Ada sembilan jenis daun yang dipetik Mbah Ning saat serak siang tadi di halaman rumahnya, yakni daun lang (alang), oppok, awar, emer, klampes, kemuning, lemetok, londok, dan sriwangkat. Nama lingkungan biasa di Osing.
Tumpeng serakat terdiri dari nasi tumpeng yang dipadukan dengan kuah rebusan dan aneka sayuran bergelembung seperti ketimun, daun katu, kacang panjang, makanan penutup, terong, dan lain-lain. Masyarakat Kemiren menyebut sayuran baru ini sebagai lung-lungan yang artinya membuat perbedaan. Ada begitu banyak gambar di piring Tumpeng Serakat.
Hari itu Mbah Ning juga memasak pecel pithik. Sekali lagi, saat memasak, Mbah Ning tidak berbicara. Makanan juga tidak bisa dicicipi. Cukup ukur perkiraan rasa dan segera cicipi campurannya.
“Tidak mungkin memasak pecel pithik tanpa tujuan. Harus menjadi pribadi yang sempurna, tidak tercemar, tidak Hoki99 jorok (menopause),” kenang Mbah Ning. Bagi Mbah Ning, hal ini akan menjamin bahwa makanan yang dihidangkan untuk adat istiadat itu benar-benar berkah. dan bersih.
Ayam untuk pecel pithik harus utuh sejak awal hingga disajikan. Ayam harus disembelih setelah mereka diminta dan dimakan oleh Tuhan. Cara berpikirnya adalah ayam yang disembelih setelah dimohonkan kepada Tuhan dan disebarluaskan telah mendapat wakaf.
Saat malam tiba, seluruh makanan yang telah dimasak Mbah Ning dibawa ke halaman yang telah ditutupi tikar untuk disebar. Para pengunjung duduk bersila di depan masing-masing tumpeng. Direktur Organisasi Konvensional Osing, Kota Kemiren, Suhaimi (64) mulai mendorong petisi. Sejak saat itu, tentu saja, makan bersama.
Selamat atas terselenggaranya Perayaan Kemiren “Raksa Rumyat Bentur” yang akan berlangsung pada tanggal 17-19 November 2023 di Kota Kemiren telah terlaksana. Para pengurus, yang umumnya kaum muda kota dan penduduk Kemiren, bersikap ceria.

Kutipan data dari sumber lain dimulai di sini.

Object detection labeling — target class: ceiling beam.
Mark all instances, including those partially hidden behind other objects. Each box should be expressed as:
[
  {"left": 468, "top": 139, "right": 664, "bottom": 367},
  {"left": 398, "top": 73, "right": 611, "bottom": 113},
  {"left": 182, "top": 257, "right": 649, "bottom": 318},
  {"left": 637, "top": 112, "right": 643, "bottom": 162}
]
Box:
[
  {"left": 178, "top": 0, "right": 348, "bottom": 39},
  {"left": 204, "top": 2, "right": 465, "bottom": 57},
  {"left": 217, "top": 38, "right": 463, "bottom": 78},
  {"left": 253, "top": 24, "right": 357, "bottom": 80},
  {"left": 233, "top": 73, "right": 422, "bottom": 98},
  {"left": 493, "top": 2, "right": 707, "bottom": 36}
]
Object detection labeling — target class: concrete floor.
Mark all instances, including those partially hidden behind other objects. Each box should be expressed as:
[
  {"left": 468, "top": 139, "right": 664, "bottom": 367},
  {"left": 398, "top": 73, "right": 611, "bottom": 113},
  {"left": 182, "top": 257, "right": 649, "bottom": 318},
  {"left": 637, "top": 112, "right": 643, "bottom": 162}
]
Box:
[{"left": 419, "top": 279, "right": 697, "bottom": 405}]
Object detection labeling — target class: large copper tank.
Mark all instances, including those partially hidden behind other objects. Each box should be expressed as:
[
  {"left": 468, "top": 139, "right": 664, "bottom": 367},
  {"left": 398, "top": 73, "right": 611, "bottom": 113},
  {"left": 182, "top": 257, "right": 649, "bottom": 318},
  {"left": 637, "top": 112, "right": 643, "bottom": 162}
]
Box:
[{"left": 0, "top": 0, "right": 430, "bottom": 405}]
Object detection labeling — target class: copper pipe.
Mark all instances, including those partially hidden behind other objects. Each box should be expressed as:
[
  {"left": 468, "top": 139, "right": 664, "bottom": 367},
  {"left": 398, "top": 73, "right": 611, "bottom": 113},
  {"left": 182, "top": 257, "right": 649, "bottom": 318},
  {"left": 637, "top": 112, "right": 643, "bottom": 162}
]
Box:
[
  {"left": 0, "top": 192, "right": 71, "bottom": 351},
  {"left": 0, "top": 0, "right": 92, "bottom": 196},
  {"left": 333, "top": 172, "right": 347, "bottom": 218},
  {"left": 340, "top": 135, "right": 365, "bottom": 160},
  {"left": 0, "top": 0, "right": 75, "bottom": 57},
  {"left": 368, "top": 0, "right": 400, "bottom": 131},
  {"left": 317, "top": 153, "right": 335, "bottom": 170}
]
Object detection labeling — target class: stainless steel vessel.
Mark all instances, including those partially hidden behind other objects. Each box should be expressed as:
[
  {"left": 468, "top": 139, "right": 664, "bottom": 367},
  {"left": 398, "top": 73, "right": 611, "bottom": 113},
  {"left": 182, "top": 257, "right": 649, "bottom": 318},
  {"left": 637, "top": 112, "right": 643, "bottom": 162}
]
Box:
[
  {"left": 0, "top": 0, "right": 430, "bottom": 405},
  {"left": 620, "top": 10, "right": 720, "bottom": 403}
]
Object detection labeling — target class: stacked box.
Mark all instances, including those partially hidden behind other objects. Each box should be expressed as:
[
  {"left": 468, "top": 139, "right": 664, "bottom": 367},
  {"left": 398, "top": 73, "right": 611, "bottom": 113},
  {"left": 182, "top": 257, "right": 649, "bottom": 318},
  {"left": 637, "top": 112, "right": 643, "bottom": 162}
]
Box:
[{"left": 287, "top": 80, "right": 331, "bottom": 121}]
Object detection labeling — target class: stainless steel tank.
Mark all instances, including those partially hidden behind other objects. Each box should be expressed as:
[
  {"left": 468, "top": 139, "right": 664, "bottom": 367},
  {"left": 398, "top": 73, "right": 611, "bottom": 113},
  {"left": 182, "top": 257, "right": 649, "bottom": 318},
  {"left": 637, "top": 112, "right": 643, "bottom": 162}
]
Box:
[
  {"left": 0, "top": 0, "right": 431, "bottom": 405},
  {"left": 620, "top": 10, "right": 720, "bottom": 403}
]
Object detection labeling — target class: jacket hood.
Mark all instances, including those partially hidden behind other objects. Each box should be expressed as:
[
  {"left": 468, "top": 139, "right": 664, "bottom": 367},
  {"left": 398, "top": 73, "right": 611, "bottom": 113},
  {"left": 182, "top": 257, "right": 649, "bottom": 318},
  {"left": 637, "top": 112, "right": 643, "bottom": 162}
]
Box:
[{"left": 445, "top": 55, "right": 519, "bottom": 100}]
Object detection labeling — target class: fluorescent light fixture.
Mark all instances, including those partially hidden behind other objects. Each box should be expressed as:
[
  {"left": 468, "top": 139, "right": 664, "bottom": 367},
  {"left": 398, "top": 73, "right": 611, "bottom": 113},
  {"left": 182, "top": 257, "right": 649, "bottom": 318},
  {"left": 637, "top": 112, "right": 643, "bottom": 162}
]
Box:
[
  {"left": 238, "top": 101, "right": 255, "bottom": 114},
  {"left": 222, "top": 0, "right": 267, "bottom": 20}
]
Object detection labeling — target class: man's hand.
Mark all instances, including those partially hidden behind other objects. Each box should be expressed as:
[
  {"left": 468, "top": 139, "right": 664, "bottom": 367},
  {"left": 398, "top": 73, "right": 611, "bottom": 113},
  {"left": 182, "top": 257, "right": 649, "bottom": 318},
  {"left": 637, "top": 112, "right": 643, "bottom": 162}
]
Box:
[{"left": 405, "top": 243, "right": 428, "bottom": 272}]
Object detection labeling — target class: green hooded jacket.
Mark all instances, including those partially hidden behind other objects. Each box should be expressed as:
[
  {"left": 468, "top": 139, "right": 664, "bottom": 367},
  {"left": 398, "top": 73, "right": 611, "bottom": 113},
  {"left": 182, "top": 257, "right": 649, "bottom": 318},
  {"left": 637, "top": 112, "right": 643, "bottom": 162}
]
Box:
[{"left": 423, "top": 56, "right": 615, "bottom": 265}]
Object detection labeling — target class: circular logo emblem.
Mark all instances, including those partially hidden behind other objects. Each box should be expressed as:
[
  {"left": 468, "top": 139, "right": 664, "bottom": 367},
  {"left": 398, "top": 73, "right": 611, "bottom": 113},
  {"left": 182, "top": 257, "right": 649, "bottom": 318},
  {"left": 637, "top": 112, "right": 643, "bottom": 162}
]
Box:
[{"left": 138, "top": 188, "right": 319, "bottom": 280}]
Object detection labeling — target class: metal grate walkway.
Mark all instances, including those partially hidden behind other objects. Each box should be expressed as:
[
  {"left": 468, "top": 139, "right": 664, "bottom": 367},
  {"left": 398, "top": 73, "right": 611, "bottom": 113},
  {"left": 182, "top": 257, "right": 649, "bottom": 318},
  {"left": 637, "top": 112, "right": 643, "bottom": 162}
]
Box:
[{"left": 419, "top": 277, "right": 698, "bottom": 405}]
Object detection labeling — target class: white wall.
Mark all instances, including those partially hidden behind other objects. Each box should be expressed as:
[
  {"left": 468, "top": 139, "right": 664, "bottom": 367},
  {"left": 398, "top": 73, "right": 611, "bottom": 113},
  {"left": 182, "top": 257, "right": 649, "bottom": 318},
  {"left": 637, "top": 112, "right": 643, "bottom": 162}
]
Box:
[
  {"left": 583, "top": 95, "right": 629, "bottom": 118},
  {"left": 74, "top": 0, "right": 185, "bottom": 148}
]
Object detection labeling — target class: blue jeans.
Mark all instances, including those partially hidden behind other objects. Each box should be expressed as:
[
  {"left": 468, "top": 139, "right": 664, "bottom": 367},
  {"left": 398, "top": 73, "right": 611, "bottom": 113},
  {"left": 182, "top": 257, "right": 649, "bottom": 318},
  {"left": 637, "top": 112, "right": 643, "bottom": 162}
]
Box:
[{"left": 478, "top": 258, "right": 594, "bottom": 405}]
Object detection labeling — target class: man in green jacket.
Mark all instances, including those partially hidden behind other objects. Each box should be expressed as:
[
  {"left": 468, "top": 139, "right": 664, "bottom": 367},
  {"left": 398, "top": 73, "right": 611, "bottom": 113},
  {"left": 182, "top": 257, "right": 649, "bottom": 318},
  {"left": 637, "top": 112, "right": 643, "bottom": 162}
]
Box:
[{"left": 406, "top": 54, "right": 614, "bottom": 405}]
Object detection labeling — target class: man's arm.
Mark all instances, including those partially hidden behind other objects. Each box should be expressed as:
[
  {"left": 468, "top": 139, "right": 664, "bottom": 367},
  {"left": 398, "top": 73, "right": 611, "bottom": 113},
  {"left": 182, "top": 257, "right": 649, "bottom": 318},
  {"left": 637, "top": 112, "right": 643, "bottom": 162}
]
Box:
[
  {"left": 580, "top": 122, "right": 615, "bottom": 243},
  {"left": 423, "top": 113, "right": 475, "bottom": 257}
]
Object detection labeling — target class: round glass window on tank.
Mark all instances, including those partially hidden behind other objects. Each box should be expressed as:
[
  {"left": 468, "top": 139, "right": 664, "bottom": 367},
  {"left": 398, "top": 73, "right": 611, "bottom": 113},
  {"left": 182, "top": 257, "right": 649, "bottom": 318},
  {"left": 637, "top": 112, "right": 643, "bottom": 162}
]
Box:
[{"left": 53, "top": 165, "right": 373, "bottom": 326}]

Seperti halnya parade memasak, makan dalam adat Osing Kemiren juga penting dalam praktik adat tersebut. Dengan demikian, makan sarat dengan penalaran hidup, permintaan dan tingkah laku. Pengunjung, misalnya, tidak akan berani menghubungi makanan yang disajikan sebelum mereka menyelesaikan proses permintaan. Mereka pun hanya akan mengambil makanan yang ada di hadapan mereka. Titik puncaknya adalah lutut kedua anggota saat kaki terlipat. Melewati kedua lutut, berarti makanan tersebut adalah porsi orang lain.

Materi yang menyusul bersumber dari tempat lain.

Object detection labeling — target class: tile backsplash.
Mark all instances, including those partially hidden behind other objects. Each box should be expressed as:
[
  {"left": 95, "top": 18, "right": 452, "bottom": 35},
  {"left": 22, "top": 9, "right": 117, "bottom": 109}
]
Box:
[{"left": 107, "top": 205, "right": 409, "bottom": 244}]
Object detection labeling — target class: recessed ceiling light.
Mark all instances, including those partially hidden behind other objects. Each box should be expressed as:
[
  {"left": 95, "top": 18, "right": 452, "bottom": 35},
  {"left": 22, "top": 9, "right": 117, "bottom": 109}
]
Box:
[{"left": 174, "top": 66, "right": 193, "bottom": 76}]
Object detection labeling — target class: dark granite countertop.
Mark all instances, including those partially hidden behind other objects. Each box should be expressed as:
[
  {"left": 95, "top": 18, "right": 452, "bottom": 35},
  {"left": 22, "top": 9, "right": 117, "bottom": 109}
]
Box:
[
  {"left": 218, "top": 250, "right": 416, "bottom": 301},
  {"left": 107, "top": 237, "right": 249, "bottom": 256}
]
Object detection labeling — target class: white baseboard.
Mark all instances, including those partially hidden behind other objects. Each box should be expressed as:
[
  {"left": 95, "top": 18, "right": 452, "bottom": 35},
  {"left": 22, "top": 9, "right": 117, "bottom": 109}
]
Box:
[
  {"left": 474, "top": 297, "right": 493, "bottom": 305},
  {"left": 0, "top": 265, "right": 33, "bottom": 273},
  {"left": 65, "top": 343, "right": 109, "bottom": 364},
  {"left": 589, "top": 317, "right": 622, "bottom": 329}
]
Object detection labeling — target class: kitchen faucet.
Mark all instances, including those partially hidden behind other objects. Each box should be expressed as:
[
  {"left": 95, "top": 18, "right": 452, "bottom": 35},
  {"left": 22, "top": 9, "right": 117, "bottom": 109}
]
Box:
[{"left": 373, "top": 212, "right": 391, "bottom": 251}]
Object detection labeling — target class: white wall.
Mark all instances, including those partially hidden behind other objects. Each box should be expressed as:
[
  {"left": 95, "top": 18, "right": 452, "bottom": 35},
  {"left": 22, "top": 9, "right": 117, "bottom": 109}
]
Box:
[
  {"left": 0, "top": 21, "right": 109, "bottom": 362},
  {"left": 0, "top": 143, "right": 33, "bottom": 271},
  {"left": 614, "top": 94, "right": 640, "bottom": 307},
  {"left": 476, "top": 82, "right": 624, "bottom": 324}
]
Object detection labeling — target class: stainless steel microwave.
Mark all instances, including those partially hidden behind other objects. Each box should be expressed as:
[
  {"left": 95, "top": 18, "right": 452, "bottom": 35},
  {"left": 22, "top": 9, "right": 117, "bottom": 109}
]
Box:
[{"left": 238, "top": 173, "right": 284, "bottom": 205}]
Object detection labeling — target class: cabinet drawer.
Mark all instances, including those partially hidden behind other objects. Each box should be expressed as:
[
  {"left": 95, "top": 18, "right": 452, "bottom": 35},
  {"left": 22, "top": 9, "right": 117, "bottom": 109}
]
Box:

Pada acara makan seperti inilah adat Osing Kemiren ditegaskan dan diwariskan dari zaman ke zaman hingga kini.
Para wanita – khususnya ibu-ibu yang sudah lanjut usia – mempunyai peran penting dalam menjalankan dan menjaga tradisi kuliner Osing Kemiren. Betapa tidak, praktis semua informasi tentang adat istiadat makan dipegang oleh ibu-ibu yang lebih tua.

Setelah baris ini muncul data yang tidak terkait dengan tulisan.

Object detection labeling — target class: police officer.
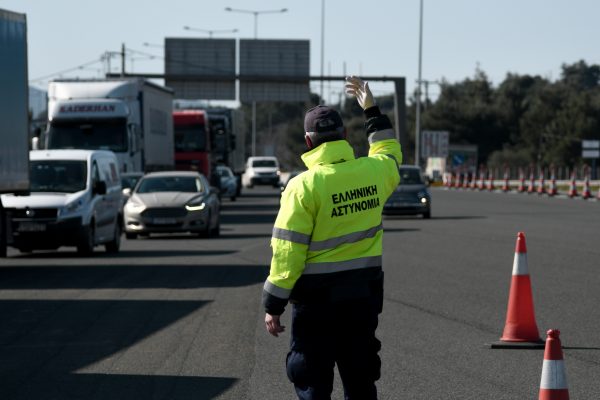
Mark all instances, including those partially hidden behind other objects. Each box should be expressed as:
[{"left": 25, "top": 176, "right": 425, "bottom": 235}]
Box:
[{"left": 263, "top": 77, "right": 402, "bottom": 400}]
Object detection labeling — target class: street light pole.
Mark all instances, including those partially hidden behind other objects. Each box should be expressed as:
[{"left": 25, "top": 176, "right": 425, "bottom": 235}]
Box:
[
  {"left": 225, "top": 7, "right": 288, "bottom": 157},
  {"left": 415, "top": 0, "right": 423, "bottom": 166}
]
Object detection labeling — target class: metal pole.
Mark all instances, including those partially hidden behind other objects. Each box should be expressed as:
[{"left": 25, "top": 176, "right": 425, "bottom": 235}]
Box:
[
  {"left": 252, "top": 101, "right": 256, "bottom": 157},
  {"left": 254, "top": 12, "right": 258, "bottom": 39},
  {"left": 121, "top": 43, "right": 125, "bottom": 77},
  {"left": 415, "top": 0, "right": 423, "bottom": 166},
  {"left": 321, "top": 0, "right": 325, "bottom": 103}
]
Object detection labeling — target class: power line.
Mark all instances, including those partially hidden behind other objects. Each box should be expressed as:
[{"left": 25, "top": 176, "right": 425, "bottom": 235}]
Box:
[{"left": 29, "top": 57, "right": 102, "bottom": 83}]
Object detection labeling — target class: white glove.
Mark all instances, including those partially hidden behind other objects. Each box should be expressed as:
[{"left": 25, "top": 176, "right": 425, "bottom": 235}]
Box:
[{"left": 346, "top": 75, "right": 375, "bottom": 110}]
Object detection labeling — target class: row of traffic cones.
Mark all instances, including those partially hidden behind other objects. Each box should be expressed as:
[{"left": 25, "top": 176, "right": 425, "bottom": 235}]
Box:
[
  {"left": 445, "top": 170, "right": 600, "bottom": 200},
  {"left": 492, "top": 232, "right": 569, "bottom": 400}
]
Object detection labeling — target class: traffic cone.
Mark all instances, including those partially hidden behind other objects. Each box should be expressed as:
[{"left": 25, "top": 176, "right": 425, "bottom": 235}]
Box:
[
  {"left": 477, "top": 171, "right": 486, "bottom": 190},
  {"left": 538, "top": 168, "right": 546, "bottom": 194},
  {"left": 538, "top": 329, "right": 569, "bottom": 400},
  {"left": 502, "top": 168, "right": 510, "bottom": 192},
  {"left": 517, "top": 168, "right": 525, "bottom": 193},
  {"left": 527, "top": 168, "right": 535, "bottom": 194},
  {"left": 569, "top": 169, "right": 577, "bottom": 197},
  {"left": 487, "top": 169, "right": 495, "bottom": 192},
  {"left": 469, "top": 171, "right": 477, "bottom": 190},
  {"left": 492, "top": 232, "right": 544, "bottom": 348},
  {"left": 581, "top": 175, "right": 592, "bottom": 200},
  {"left": 548, "top": 169, "right": 558, "bottom": 196}
]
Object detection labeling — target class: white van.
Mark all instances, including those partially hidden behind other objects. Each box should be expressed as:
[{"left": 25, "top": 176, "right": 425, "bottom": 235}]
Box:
[
  {"left": 2, "top": 150, "right": 123, "bottom": 254},
  {"left": 242, "top": 157, "right": 281, "bottom": 188}
]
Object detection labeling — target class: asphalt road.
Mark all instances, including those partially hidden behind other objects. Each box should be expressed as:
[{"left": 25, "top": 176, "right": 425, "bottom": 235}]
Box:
[{"left": 0, "top": 189, "right": 600, "bottom": 400}]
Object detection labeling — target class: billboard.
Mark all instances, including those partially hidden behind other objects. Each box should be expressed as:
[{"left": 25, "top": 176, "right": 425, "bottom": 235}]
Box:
[
  {"left": 165, "top": 38, "right": 236, "bottom": 100},
  {"left": 420, "top": 131, "right": 450, "bottom": 158},
  {"left": 240, "top": 39, "right": 310, "bottom": 102}
]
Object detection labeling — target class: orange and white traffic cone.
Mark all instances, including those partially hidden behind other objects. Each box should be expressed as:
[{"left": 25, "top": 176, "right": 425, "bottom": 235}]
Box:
[
  {"left": 538, "top": 329, "right": 569, "bottom": 400},
  {"left": 492, "top": 232, "right": 544, "bottom": 348},
  {"left": 581, "top": 175, "right": 592, "bottom": 200},
  {"left": 538, "top": 168, "right": 546, "bottom": 194},
  {"left": 527, "top": 168, "right": 535, "bottom": 194},
  {"left": 548, "top": 168, "right": 558, "bottom": 196},
  {"left": 502, "top": 168, "right": 510, "bottom": 192},
  {"left": 517, "top": 168, "right": 525, "bottom": 193},
  {"left": 477, "top": 171, "right": 485, "bottom": 190},
  {"left": 569, "top": 170, "right": 577, "bottom": 197},
  {"left": 487, "top": 170, "right": 496, "bottom": 192}
]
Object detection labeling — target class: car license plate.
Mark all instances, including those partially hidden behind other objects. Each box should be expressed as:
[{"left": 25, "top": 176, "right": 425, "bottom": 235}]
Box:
[
  {"left": 152, "top": 218, "right": 177, "bottom": 225},
  {"left": 17, "top": 222, "right": 46, "bottom": 232}
]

Laki-laki adalah penjaga gerbang adat istiadat sosial. Mereka duduk di kursi organisasi konvensional dan menetapkan rencana keluar ketika adat istiadat harus bergulat dengan kemajuan zaman. Hal ini terlihat dari pecel pithik yang saat ini diperbolehkan untuk dijual atau disajikan kepada masyarakat dengan berbagai teknik perencanaan dan pertunjukan.